For the past five years, Pretty Girls Make Graves have been one of the most talked about bands amongst the ‘in crowd’. With touts doing healthy business outside the 100 Club, tonight is evidence that their reputation has spread beyond the confines of the music press and those who devote their lives to finding the best new bands before everyone else does.
Taking their name from The Smiths song, they are in fact, nothing like the pioneering mancunians of yesteryear, but more an embodiment of everything that was so good about punk. This Seattle set have influenced all the success stories of the last few years from Franz Ferdinand to Bloc Party - who can be found mooching around at the back of the venue along with…ahem…Har Mar Superstar. However, with not a pencil tie in sight or the slightest whiff of general art-school stuffiness in the air, PGMG are organic, raw and loud.
Opening track 'The Nocturnal House', starts with a dub-style melodica and Andrea Zollo’s haunting vocals before heading into a crashing crescendo that has their devoted following losing itself in a sea of pogo jumping madness. This proves a common formula as new song 'Pryrite Pedestal' begins with a slow haunting guitar intro before building up into a frenzied attack of crashing cymbals, regimented bass lines and uniform hand-clapping.
The whole set rapidly becomes an exercise in crowd manipulation with Zollo playing the ruthless dictator, slowing things down with the ska-tastic 'Parade' which perfectly demonstrates PGMG’s versatility before shifting back into top gear with old favourites 'Something Bigger, Something Brighter' and 'This Is Our Emergency' which really raise the roof.
Clad in pink t-shirt and black leather biker gloves, Zollo bounds around the stage orchestrating hand-claps with all the attitude of Juliette Lewis, only better looking and with the tunes to back it up.

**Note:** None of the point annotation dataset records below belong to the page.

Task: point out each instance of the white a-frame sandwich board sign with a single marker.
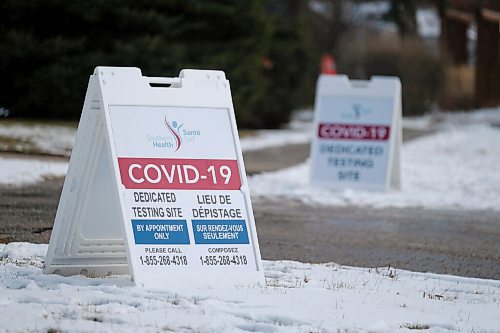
(156, 186)
(357, 133)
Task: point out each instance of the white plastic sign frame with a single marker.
(357, 133)
(156, 186)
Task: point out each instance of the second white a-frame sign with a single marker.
(156, 186)
(357, 133)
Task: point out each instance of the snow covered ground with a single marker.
(297, 297)
(455, 168)
(17, 171)
(48, 139)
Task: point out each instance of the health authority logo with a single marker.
(175, 129)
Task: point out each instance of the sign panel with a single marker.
(181, 188)
(357, 133)
(156, 186)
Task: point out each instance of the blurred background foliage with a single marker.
(270, 50)
(49, 48)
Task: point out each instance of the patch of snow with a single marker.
(46, 139)
(24, 171)
(455, 168)
(428, 23)
(297, 297)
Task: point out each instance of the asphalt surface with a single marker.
(462, 243)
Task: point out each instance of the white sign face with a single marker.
(353, 140)
(183, 207)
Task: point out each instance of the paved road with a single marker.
(450, 242)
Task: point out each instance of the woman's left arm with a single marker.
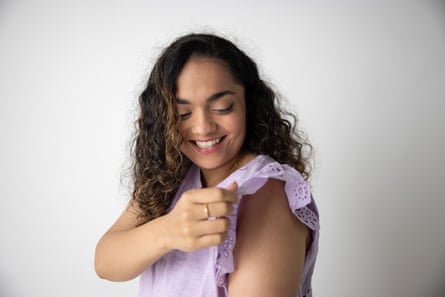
(271, 246)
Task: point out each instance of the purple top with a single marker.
(204, 272)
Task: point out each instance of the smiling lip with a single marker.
(208, 146)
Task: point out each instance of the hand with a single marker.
(189, 227)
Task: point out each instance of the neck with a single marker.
(212, 177)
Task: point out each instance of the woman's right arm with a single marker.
(128, 248)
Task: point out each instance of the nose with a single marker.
(202, 124)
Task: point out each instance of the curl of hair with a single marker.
(159, 166)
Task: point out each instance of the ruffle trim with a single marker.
(250, 179)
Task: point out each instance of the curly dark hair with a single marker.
(159, 166)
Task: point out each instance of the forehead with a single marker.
(204, 72)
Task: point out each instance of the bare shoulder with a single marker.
(271, 245)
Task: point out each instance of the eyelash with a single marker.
(220, 111)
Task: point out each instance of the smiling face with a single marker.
(212, 112)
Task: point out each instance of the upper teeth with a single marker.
(207, 144)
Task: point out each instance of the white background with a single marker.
(366, 78)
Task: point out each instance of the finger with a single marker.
(211, 240)
(233, 187)
(209, 227)
(218, 209)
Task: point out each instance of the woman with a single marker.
(221, 204)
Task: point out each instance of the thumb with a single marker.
(233, 187)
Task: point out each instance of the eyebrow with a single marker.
(213, 97)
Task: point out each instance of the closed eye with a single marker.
(224, 110)
(184, 116)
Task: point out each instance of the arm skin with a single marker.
(271, 246)
(128, 248)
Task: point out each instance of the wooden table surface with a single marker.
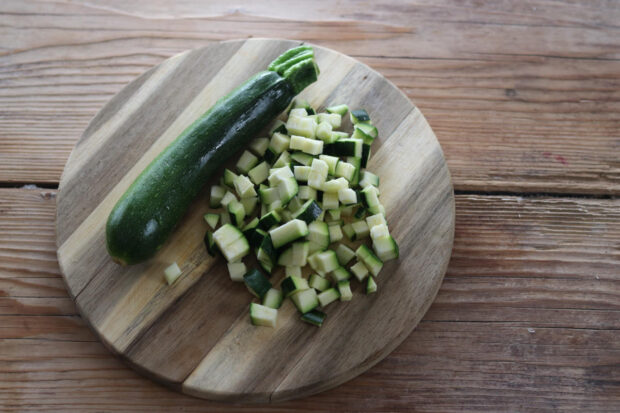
(524, 97)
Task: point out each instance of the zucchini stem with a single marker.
(297, 65)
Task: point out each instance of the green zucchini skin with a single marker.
(148, 212)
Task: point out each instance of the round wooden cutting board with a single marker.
(195, 335)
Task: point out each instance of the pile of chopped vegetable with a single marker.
(292, 199)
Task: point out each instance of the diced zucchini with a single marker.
(334, 119)
(368, 178)
(318, 174)
(307, 193)
(172, 273)
(318, 233)
(273, 298)
(344, 288)
(370, 197)
(308, 212)
(236, 212)
(249, 204)
(330, 200)
(261, 315)
(279, 143)
(266, 254)
(339, 109)
(269, 220)
(356, 161)
(344, 254)
(314, 247)
(293, 284)
(228, 197)
(360, 213)
(216, 196)
(293, 270)
(371, 286)
(324, 262)
(386, 248)
(276, 206)
(359, 116)
(225, 217)
(229, 177)
(337, 135)
(288, 232)
(349, 231)
(360, 271)
(295, 255)
(305, 300)
(236, 270)
(335, 233)
(287, 190)
(302, 158)
(270, 155)
(345, 170)
(334, 214)
(250, 225)
(318, 283)
(257, 283)
(340, 274)
(372, 262)
(268, 195)
(246, 161)
(377, 219)
(328, 296)
(231, 242)
(361, 229)
(332, 163)
(301, 172)
(302, 126)
(279, 174)
(347, 196)
(314, 317)
(283, 160)
(335, 185)
(255, 236)
(278, 126)
(294, 205)
(285, 258)
(346, 211)
(212, 220)
(259, 145)
(298, 112)
(324, 131)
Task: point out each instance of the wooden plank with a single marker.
(521, 323)
(522, 97)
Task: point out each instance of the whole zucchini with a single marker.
(148, 212)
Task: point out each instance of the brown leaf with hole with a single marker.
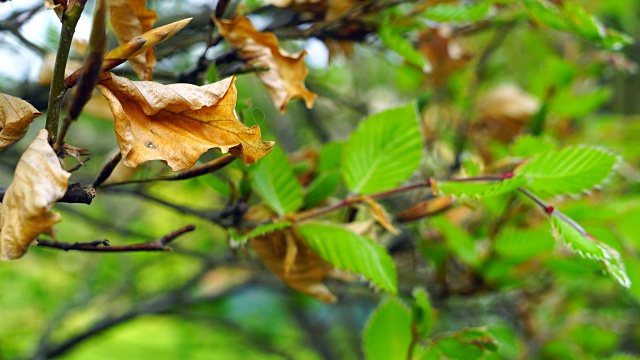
(179, 122)
(378, 213)
(285, 78)
(39, 181)
(130, 18)
(15, 117)
(291, 259)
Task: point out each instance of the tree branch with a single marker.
(105, 246)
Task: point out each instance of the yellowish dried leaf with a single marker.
(39, 181)
(285, 78)
(305, 271)
(443, 51)
(15, 117)
(502, 114)
(130, 18)
(179, 122)
(504, 110)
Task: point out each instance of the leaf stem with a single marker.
(105, 246)
(58, 86)
(358, 199)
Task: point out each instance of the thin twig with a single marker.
(58, 85)
(105, 246)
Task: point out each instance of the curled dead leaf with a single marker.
(285, 78)
(15, 117)
(55, 6)
(130, 18)
(39, 181)
(291, 259)
(177, 123)
(443, 51)
(502, 115)
(46, 71)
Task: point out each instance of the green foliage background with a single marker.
(526, 293)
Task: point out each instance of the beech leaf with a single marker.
(285, 78)
(15, 117)
(130, 18)
(39, 181)
(293, 261)
(177, 123)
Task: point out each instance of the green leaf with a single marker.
(528, 145)
(273, 179)
(459, 350)
(321, 188)
(569, 171)
(260, 230)
(584, 244)
(457, 240)
(387, 335)
(352, 252)
(477, 189)
(383, 152)
(522, 244)
(216, 184)
(422, 312)
(450, 13)
(392, 38)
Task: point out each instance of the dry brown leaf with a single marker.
(39, 181)
(177, 123)
(306, 272)
(443, 51)
(502, 115)
(129, 19)
(15, 117)
(285, 78)
(46, 71)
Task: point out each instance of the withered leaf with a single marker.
(39, 181)
(377, 211)
(177, 123)
(15, 117)
(130, 18)
(285, 78)
(291, 259)
(445, 54)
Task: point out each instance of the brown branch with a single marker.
(76, 194)
(206, 168)
(107, 169)
(105, 246)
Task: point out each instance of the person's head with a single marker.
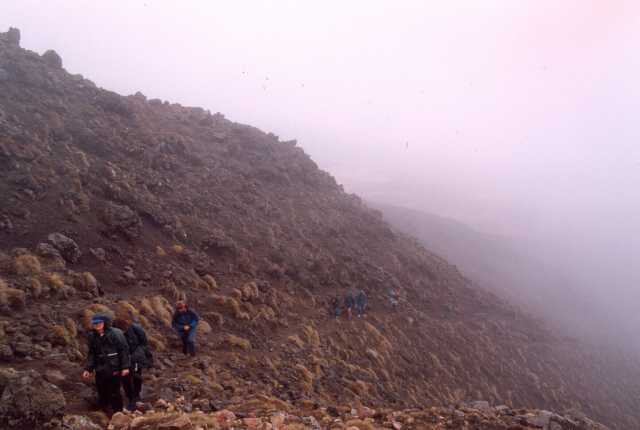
(99, 322)
(122, 323)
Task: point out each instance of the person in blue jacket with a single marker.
(361, 302)
(185, 323)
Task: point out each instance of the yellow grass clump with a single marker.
(158, 307)
(11, 296)
(237, 342)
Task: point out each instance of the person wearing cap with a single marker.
(185, 323)
(108, 358)
(139, 354)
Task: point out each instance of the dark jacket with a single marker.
(181, 319)
(138, 345)
(108, 353)
(349, 301)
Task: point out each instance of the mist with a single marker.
(516, 118)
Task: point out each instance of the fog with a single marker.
(515, 118)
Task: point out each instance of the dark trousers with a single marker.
(132, 384)
(108, 387)
(188, 342)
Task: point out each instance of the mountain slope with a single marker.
(155, 201)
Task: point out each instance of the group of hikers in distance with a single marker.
(357, 300)
(119, 351)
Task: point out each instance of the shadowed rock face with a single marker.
(152, 202)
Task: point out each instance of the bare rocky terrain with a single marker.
(126, 204)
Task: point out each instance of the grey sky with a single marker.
(516, 117)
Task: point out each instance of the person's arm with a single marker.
(194, 320)
(142, 336)
(91, 357)
(123, 352)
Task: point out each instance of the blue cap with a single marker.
(98, 319)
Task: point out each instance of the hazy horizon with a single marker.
(516, 118)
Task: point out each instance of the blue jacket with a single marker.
(181, 319)
(361, 298)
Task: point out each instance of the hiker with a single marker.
(109, 358)
(394, 297)
(140, 356)
(349, 301)
(335, 310)
(185, 322)
(361, 302)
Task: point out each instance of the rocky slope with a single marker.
(127, 204)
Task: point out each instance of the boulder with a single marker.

Finishing with traditional favourite 'Getaway', the spirit of PGMG’s transcendental sound is encapsulated in 4 minutes of mayhem. They might not be breaking any boundaries, but they serve as a timely reminder as to why the original punk scene was so important and what it all stood for in the first place. As their bandwagon gathers momentum in the lead up to the summer months, don’t be surprised is PGMG are the toast of the festival circuit come September.